Le corps comique met en branle le mouvement des corps : d'où son
double caractère de provocation ou de retrait déjà évoqué à propos de
Keaton ou de Tati. Devant la ruée des corps qu'il a provoquée (dans
Le Cameraman, ou dans Les Fiancées en folie), Keaton court le plus vite
possible afin de trouver une cache, le corps solitaire se protège des autres
corps innombrables, tout comme Laurel se défend de Hardy et
réciproquement. C'est un premier cas de figure, celui du ressort : plus le corps
se heurte à ses doubles, plus il risque de grossir, et plus il court. La
vitesse du mouvement est la réponse à l'occupation de l'espace des corps.

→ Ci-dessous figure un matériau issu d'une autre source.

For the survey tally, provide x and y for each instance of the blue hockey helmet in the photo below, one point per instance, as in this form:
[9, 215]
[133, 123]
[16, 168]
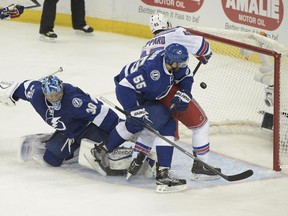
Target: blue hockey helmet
[176, 53]
[52, 87]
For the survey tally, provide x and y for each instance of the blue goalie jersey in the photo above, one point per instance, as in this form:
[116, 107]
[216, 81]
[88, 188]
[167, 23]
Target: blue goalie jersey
[78, 109]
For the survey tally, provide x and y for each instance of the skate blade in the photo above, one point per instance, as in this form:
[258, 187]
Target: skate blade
[170, 189]
[47, 39]
[203, 177]
[128, 176]
[80, 32]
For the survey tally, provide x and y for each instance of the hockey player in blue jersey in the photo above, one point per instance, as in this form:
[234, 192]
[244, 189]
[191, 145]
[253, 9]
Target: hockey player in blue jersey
[10, 12]
[139, 87]
[194, 117]
[70, 111]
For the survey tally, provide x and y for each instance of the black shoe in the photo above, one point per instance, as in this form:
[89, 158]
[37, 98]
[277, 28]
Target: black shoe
[200, 172]
[86, 29]
[136, 165]
[101, 154]
[48, 36]
[167, 183]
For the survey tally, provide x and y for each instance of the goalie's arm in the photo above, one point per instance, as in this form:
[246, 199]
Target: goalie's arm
[7, 90]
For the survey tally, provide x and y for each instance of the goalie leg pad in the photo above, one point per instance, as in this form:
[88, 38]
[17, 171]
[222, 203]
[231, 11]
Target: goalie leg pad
[119, 159]
[86, 159]
[6, 91]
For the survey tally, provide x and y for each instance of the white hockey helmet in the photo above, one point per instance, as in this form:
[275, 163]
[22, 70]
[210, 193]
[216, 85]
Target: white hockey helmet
[159, 22]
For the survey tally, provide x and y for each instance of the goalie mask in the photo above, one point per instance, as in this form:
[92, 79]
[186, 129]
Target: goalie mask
[176, 55]
[159, 22]
[52, 88]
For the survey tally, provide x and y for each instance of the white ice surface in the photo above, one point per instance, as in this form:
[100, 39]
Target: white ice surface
[29, 189]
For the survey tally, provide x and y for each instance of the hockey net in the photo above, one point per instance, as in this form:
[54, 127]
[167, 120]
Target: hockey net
[235, 101]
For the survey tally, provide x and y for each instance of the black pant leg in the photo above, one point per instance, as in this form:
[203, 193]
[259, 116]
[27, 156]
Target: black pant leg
[48, 16]
[78, 13]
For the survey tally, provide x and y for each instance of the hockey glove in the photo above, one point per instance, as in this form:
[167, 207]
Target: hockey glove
[180, 102]
[7, 90]
[204, 59]
[136, 118]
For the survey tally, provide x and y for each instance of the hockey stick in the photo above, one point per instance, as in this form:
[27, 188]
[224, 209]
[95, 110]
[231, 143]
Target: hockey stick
[197, 67]
[236, 177]
[58, 71]
[37, 4]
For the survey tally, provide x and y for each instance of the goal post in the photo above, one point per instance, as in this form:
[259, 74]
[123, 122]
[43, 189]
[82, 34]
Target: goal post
[247, 87]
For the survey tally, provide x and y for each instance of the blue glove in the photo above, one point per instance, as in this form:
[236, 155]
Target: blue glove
[136, 119]
[204, 59]
[180, 102]
[16, 11]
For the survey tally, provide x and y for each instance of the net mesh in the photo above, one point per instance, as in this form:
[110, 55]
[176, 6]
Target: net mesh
[234, 99]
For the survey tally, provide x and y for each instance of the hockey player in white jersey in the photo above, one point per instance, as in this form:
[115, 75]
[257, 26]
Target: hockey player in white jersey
[11, 12]
[194, 116]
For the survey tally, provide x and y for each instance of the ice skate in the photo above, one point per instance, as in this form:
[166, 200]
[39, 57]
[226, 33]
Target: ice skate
[101, 155]
[135, 165]
[85, 30]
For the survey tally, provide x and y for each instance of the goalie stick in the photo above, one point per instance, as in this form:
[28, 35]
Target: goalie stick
[235, 177]
[36, 4]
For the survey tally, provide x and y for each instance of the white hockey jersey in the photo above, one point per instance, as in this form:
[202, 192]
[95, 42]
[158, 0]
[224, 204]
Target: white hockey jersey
[196, 45]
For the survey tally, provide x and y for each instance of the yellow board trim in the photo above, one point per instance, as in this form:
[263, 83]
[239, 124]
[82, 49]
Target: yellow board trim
[137, 30]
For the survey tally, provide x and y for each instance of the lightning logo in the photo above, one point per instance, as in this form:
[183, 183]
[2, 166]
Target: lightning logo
[59, 125]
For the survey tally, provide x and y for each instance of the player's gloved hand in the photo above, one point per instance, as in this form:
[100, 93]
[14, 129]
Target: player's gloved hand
[205, 59]
[15, 10]
[180, 102]
[136, 118]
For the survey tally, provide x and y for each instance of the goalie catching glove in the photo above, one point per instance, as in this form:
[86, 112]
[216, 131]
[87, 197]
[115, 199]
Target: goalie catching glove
[180, 102]
[6, 93]
[136, 119]
[204, 59]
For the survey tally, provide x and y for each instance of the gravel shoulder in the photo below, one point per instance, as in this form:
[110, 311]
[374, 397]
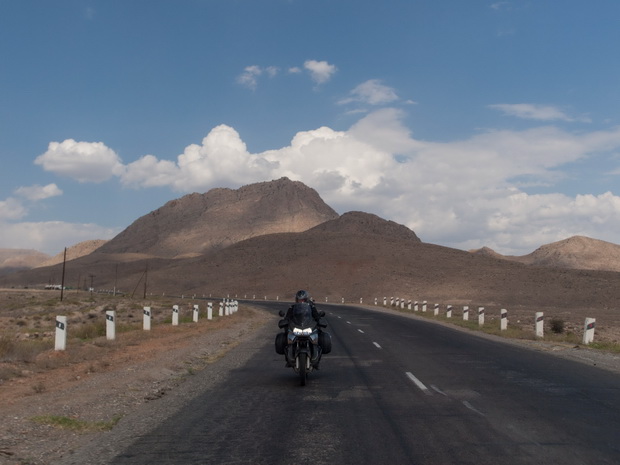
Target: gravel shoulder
[136, 381]
[119, 390]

Deuxième cas de figure : devant le silence ou l'absence d'un corps
grâce auquel le corps comique peut se mesurer, celui-ci provoque les
autres corps endormis, assoupis (et c'est souvent la femme qui est l'objet
de la peur ou de la passion des corps). Il y a là la preuve que le comique
n'est pas separable d'un mouvement de corps à corps, qu'il a pour
fonction de mettre en scène et en images ce corps à corps. C'est l'absence
d'un double qui provoque le mouvement du corps, selon une figure qui
se rapproche du comique de parole où les mots, comme chez Raymond
Devos, viennent troubler les corps.
Pourquoi le comique fait-il donc rire ? C'est qu'il n'est pas separable
d'un « corps à corps » dans lequel le spectateur se projette d'autant plus
facilement qu'il est le meilleur remède contre la «désincorporation». Au
dédoublement du corps comique correspond un double mouvement de
fuite ou de provocation qui se traduit par une réduction de la durée de
l'action, par une double reprise du temps et du mouvement. Mais le corps
à corps est une image qui épouse des figures diverses.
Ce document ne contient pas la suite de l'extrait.